Zelve et La vallée de Pasabag,
Cappadoce
La vallée de Pasabag, ou vigne de saigneur, appelée
aussi vallée des moines, se trouve à l’entrée de
Zelve. Les cheminées de fées hautes de 15 à 20 m
ont conservé leur chapeau de basalte. C’est le plus
bel ensemble que l’on puisse voir en Cappadoce
: certaines cônes sont isolés, d’autres groupés
par deux ou trois.
Avanos, Cappadoce
La ville d’Avanos, au bord du Kizilirmak
( le fleuve rouge ), le plus long fleuve de la Turquie
(1182 km), était déjà habitée a l’époque Hittite.
A l’époque romaine c’était sous le nom de Venasa.
Avanos est un important centre artisanal et surtout
réputée pour ses poteries et ses tapis.

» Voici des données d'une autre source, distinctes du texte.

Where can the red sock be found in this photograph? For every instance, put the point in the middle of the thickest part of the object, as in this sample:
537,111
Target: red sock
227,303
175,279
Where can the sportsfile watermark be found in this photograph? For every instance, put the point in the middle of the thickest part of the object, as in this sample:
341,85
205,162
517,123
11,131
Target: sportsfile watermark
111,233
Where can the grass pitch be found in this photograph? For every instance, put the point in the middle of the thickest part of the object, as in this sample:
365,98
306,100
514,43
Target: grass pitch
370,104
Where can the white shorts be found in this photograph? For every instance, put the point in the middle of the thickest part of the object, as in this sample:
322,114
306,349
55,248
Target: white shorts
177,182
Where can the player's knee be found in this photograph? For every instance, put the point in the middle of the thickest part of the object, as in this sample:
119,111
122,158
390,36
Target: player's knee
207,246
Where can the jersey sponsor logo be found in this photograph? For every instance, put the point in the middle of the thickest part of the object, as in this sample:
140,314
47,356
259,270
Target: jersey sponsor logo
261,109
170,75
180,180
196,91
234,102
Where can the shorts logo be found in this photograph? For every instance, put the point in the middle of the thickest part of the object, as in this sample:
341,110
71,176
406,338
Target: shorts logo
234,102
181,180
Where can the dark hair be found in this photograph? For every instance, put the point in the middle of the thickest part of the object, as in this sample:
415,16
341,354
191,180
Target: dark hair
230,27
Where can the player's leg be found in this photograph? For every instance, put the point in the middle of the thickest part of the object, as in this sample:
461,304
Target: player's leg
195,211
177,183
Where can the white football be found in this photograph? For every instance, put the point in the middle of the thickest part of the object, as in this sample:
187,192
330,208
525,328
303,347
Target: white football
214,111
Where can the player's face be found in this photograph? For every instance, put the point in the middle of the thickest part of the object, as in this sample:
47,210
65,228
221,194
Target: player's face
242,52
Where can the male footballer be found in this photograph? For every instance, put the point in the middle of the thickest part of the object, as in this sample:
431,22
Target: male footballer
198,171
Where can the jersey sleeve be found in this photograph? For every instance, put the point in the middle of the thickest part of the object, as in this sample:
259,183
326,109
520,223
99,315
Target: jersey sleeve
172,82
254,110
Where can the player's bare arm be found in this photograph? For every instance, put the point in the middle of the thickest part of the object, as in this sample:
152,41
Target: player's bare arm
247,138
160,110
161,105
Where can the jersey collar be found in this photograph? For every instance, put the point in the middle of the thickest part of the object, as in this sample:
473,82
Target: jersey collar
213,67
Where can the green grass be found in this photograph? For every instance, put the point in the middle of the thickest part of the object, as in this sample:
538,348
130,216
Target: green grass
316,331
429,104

Les potiers
utilisent l’argile du Kizilirmak qui doit sa belle
teinte rougeâtre aux dépôts d’oxyde de fer. La région
d’Avanos compte plus de 300 ateliers. Depuis quelques
années, la production s’est diversifiée et les potiers
fabriquent aussi des céramiques peintes dans la
tradition ottomane.
Avanos possède un office du tourisme, des banques
et hôtels de tout catégorie moyen et bon marché.
Villes souterraines en
Cappadoce
Il existe en Cappadoce une trentaine
de villes souterraines dont cinq
sont ouvertes au publics ( Derinkuyu, Kaymakli,
Ozkonak, Acigol et Mazikoy ). Les plus vastes et
les mieux aménagées pour la visite sont
Kaymaklii et Derinkuyu.
Elles ont été entièrement creusées dans le tuf,
sur une profondeur de huit à douze étages reliés
par des kilomètres de couloirs en pente. Leur utilité
était uniquement défensive. La population n’y vivait
qu’en de danger, mais la Cappadoce ayant été exposée
pendant des siècles aux invasions, ces villes ont
joué un rôle capital dans la survie des habitants.

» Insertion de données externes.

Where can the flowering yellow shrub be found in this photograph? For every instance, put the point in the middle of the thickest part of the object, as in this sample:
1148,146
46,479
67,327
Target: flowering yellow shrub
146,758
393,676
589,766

Ces villes révèlent un très haut d’organisation
technique. Le système était remarquable. L’aération
était assurée par des hautes cheminées vertical,
souvent prolongées par un puits, réserve inépuisable
d’eau fraîche. La nourriture, en quantité suffisante
pour six mois, était stockée dans de vastes dépôts
ou dans de grandes jarres fichées dans le
sol. Rien ne manquait à la vie quotidienne : cuisines,
églises, écuries, dortoirs, pressoir, cimetières.